Alguma coisa aconteceu com o meu metabolismo depois que dobrei a esquina dos 29 e entrei, cantando pneu, nos 30.

E, a propósito de pneus, há os que cantam e os que calam; esses últimos, os piores. Sorrateiros, alojam-se nos canteiros mais surpreendentes da nossa arquitetura - tão arrumadinha até pouco tempo atrás, com o asfalto, a calçada e o meio-fio muito bem organizados, e os transeuntes, com seus cães transeuntes e higiênicos, e os edifícios bem decorados, e as fachadas ornamentadas com jardins repletos de arbustos bem penteados e empapados de pomada disciplinadora...

Passei dos 29, foi como se houvesse uma debandada: o paisagista saiu mais cedo hoje, mandou dizer que não vem amanhã, a decoradora teve um compromisso inadiável e deixou uns quadros tortos (eu que me vire), o cabeleireiro deu a entender que não estava satisfeito com a gorjeta fazia uns três anos; mas por que nunca me disse nada? Ah, segundo ele, era eu que não ouvia. Antes dos 29, fala-se muito e ouve-se pouco (acusou-me o injusto, a tesouradas, enquanto organizava a maletinha e levava embora meus últimos corretivos).

Já vi que vou ter que contratar um pessoal por fora, mas não há de ser nada. Aos 30, é mais fácil tomar certas atitudes e pôr uma ordem na bagunça estabelecida. Podem sair os indecisos, já vão tarde os insatisfeitos.

Aceita um cafezinho?

Estou chamando uma turma nova que vai arrasar (ainda se usa esse termo, arrasar?). Não tem salário, não tem gorjeta: ganha o quanto produz. Não imponho horário e não me meto no ócio do colaborador. Agora é assim que chamamos: colaborador. Depois dos 29, tempo é uma coisa pessoal e intransferível. Tome conta do seu.

Não temos mesa, caneta, papel. E não quero ninguém aqui; é cada qual na sua casa, no seu laptop, recebo o resultado por transmissão de dados (compactados, de preferência). Depois dos 29 a gente economiza espaço, barulho e lavabo.

Esse tal metabolismo, com seus vícios corporativos, deixou uns buracos aparecerem meio de última hora nas planilhas. Fiquei eu com o “aspecto casca de laranja” e uma fita métrica com mania de grandeza a me cercar de números que, por mais que me demore em cálculos, não consigo compreender. Deve ser a inflação.
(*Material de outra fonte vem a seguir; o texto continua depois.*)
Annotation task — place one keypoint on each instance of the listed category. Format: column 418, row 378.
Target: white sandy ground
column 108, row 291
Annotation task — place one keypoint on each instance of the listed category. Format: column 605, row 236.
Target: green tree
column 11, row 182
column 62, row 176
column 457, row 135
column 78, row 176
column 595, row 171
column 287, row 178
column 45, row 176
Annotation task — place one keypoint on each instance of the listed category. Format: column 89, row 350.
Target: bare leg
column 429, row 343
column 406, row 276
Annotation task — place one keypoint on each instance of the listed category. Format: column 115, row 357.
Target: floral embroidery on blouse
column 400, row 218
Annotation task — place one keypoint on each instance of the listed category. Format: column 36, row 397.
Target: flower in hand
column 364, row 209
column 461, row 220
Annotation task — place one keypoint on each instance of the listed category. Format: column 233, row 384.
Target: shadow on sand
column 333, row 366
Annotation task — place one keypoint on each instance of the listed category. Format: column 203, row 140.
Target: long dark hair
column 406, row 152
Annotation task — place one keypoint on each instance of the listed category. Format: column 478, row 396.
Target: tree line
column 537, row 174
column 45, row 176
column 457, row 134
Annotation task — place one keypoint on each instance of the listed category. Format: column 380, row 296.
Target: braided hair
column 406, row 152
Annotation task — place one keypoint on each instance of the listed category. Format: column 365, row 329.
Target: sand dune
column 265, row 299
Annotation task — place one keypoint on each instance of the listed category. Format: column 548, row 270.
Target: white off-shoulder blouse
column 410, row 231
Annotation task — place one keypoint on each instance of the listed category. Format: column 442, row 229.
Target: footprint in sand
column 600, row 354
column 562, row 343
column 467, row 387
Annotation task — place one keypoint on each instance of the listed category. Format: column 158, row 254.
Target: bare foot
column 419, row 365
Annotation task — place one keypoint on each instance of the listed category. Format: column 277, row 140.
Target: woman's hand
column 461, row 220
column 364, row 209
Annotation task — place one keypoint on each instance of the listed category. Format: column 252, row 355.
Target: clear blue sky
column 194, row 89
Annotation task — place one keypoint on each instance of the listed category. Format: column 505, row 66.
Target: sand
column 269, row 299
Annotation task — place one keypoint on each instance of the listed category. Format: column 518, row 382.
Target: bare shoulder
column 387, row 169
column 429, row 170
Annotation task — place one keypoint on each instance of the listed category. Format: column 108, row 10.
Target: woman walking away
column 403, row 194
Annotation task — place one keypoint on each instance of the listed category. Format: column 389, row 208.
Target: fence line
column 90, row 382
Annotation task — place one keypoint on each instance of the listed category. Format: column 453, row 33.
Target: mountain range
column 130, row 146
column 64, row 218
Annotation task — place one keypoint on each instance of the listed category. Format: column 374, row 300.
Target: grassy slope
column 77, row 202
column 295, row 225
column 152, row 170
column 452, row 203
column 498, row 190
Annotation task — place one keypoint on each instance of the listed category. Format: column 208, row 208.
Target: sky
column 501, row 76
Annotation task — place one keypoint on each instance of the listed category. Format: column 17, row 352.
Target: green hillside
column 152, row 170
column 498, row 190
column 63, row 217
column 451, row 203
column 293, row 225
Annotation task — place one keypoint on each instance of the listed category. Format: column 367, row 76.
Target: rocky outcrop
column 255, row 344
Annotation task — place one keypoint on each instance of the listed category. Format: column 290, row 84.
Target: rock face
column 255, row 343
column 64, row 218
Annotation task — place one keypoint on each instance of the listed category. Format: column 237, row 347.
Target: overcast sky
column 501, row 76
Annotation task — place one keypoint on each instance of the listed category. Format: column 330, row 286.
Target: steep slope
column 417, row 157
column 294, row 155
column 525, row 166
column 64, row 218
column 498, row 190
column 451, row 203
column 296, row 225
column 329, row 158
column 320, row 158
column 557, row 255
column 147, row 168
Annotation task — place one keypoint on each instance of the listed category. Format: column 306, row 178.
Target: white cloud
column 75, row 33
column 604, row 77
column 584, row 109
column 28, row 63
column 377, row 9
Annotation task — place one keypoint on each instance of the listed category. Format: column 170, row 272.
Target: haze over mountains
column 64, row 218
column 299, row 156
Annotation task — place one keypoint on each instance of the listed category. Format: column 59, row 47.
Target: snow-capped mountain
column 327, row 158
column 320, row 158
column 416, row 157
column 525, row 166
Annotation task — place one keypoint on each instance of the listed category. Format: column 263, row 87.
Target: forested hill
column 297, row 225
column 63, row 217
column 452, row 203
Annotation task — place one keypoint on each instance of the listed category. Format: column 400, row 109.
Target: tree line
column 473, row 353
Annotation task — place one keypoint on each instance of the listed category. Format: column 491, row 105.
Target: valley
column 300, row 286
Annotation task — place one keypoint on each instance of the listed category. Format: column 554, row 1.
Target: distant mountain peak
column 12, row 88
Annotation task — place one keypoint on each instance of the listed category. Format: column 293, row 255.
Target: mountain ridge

O rapaz de TI (Tecnologia da Informação) acaba de me informar num torpedo que é assim mesmo, citando sua mãe e sua tia como exemplos bem sucedidos de força de vontade e determinação.

Por Cristo! – e eu lá tenho idade para ser mãe de algum rapaz de TI?? Esse moleque que não aponte o seu boné aqui perto, ou não respondo por mim. Deve ter digitado “balzaquiana desesperada” em algum mecanismo de busca e me apareceu com esse consolo pior que a encomenda; um dos principais problemas desse contexto moderno é justamente a falta de contexto.

Depois dos 29, se não tiver contexto a gente nem tira as pantufas.

Já disse, não há de ser nada. Li outro dia numa capa de revista: a vida começa aos 50. Quando eu chegar lá, presumo que comece ainda mais tarde, de modo que vou ensaiando como posso - demitindo uns vícios aqui, escalando uns bons hábitos ali, ajustando a carga no tríceps, quadríceps... Um vinhozinho de vez em quando, que ninguém é de ferro.

Depois dos 29, o bom é que a gente já tem confiança para ensaiar em público – se a ocasião permitir, inclusive de pantufas.